Alas, I haven't said a word about Python... :)
Depends on what you define by regex. If you allow operators of concatenation, alternative and Kleene-star, the time can actually be O(m*n+m), where m is size of a regex and n is length of the string. You do it by constructing a NFA (that is linear in m), and then simulating it by maintaining the set of states you're in and updating that (in O(m)) for every letter of input.
Things that make regex parsing difficult:
parentheses and backreferences: capturing is still OK with the aforementioned algorithm, although it would get the complexity higher, so it might be infeasable. Backreferences raise the recognition power of the regex, and its difficulty is well
positive look-ahead: is just another name for intersection, which raises the complexity of the aforementioned algorithm to O(m^2+n)
negative look-ahead: a disaster for constructing the automaton (O(2^m), possibly PSPACE-complete). But should still be possible to tackle with the dynamic algorithm in something like O(n^2*m)
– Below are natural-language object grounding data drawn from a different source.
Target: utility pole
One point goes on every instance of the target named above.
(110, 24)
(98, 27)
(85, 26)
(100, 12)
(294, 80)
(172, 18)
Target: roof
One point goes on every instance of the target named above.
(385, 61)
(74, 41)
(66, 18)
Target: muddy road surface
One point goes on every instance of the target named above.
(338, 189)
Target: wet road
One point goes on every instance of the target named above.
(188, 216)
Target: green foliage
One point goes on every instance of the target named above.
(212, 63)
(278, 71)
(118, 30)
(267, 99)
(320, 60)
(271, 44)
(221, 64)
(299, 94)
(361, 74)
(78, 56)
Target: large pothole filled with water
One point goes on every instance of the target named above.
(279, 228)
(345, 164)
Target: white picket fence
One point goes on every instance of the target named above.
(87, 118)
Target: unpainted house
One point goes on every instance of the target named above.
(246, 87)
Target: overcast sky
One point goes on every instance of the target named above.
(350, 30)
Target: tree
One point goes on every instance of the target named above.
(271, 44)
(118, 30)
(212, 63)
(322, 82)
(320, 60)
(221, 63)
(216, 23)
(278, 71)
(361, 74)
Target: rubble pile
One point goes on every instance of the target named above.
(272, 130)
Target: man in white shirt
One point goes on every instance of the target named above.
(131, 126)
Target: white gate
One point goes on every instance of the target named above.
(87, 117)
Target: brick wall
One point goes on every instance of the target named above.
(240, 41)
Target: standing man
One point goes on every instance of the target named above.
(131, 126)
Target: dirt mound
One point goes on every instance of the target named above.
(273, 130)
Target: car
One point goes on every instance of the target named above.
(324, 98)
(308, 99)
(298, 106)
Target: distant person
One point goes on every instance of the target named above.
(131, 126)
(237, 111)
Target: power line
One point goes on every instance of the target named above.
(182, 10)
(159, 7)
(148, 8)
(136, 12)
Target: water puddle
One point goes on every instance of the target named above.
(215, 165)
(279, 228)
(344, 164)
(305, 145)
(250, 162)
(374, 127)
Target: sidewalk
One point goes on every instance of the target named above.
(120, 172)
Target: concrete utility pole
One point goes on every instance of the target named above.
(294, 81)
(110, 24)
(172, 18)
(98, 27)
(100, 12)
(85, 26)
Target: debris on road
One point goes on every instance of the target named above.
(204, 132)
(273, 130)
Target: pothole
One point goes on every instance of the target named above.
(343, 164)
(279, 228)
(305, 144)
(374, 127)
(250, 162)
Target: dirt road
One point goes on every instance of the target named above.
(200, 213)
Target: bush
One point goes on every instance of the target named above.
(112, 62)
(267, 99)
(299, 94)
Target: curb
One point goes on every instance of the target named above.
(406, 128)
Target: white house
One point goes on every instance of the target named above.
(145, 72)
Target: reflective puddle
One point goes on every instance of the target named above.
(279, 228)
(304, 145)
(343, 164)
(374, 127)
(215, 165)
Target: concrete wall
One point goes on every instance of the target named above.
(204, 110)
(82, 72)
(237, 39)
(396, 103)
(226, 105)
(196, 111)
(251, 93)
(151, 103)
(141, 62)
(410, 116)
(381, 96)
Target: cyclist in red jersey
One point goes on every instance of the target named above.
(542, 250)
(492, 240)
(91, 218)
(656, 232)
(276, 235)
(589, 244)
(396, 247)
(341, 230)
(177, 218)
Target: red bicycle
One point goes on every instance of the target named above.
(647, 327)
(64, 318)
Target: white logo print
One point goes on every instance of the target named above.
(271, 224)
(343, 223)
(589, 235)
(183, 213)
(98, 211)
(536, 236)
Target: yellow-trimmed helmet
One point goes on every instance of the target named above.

Note that with a concrete implementation, things might get better or worse. As a rule of thumb, simple features should be fast enough, and unambiguous (eg. not like a*a*) regexes are better.
To delve into theprise's answer, for the construction of the automaton, O(2^m) is the worst case, though it really depends on the form of the regular expression (for a very simple one that matches a word, it's in O(m), using for example the Knuth-Morris-Pratt algorithm).
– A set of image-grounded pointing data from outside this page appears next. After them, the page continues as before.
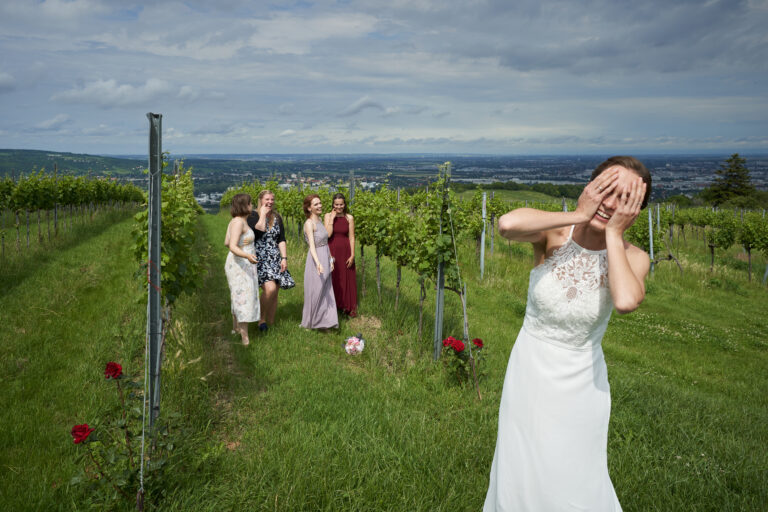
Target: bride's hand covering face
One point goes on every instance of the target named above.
(596, 191)
(626, 205)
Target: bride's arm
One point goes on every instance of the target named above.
(530, 225)
(627, 265)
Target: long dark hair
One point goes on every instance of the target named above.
(308, 203)
(240, 204)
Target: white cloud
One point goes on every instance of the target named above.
(358, 106)
(7, 83)
(54, 123)
(286, 33)
(108, 93)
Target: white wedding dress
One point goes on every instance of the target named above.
(551, 449)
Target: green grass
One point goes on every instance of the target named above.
(515, 195)
(293, 423)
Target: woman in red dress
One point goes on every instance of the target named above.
(341, 226)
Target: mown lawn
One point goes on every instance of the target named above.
(293, 423)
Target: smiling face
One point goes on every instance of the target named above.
(268, 200)
(611, 202)
(316, 206)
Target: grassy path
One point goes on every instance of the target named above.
(308, 428)
(293, 423)
(64, 315)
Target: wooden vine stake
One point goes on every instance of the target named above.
(467, 343)
(445, 170)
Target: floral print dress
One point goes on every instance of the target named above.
(243, 282)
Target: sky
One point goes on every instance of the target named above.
(386, 76)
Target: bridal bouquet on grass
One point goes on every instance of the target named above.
(354, 344)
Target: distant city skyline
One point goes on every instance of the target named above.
(434, 77)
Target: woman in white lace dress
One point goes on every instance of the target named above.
(240, 267)
(551, 449)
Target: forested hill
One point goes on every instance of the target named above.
(16, 161)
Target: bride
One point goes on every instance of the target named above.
(551, 449)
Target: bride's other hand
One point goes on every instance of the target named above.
(628, 207)
(595, 192)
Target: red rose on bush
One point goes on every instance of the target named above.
(81, 432)
(113, 370)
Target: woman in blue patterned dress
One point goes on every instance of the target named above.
(271, 250)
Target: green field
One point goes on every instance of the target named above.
(293, 423)
(513, 195)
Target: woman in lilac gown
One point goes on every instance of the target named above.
(319, 304)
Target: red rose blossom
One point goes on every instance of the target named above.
(81, 432)
(113, 370)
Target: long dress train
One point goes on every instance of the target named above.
(319, 304)
(551, 449)
(243, 282)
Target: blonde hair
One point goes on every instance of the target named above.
(271, 216)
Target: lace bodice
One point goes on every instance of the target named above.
(569, 303)
(246, 241)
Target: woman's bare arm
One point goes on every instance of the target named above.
(627, 265)
(309, 232)
(530, 225)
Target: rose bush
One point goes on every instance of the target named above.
(110, 462)
(459, 361)
(81, 432)
(113, 370)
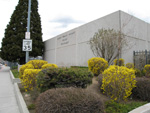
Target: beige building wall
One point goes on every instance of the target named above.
(72, 49)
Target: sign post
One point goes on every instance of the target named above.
(27, 45)
(28, 30)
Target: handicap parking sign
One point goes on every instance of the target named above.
(27, 45)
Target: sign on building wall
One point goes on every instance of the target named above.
(27, 45)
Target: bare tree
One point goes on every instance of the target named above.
(105, 44)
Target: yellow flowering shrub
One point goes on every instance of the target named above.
(49, 65)
(97, 65)
(118, 82)
(29, 78)
(119, 62)
(147, 70)
(23, 67)
(130, 65)
(37, 63)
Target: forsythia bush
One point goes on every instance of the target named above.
(119, 62)
(49, 65)
(37, 63)
(23, 67)
(97, 65)
(29, 71)
(130, 65)
(118, 82)
(147, 70)
(29, 78)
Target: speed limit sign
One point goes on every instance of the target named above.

Depends on the implementation. What language/library/class? There may be a best case, but it would be very specific to the number of features in the implementation.
You can trade space for speed by building a nondeterministic finite automaton instead of a DFA. This can be traversed in linear time. Of course, in the worst case this could need O(2^m) space. I'd expect the tradeoff to be worth it.
If you're after matching and substitution, that implies grouping and backreferences.
Here is a perl example where grouping and backreferences can be used to solve an NP complete problem:
http://perl.plover.com/NPC/NPC-3SAT.html
This (coupled with a few other theoretical tidbits) means that using regular expressions for matching and substitution is NP-complete.
Note that this is different from the formal definition of a regular expression - which don't have the notion of grouping - and match in polynomial time as described by the other answers.
In python's re library, even if a regex is compiled, the complexity can still be exponential (in string length) in some cases, as it is not built on DFA. Some references here, here or here.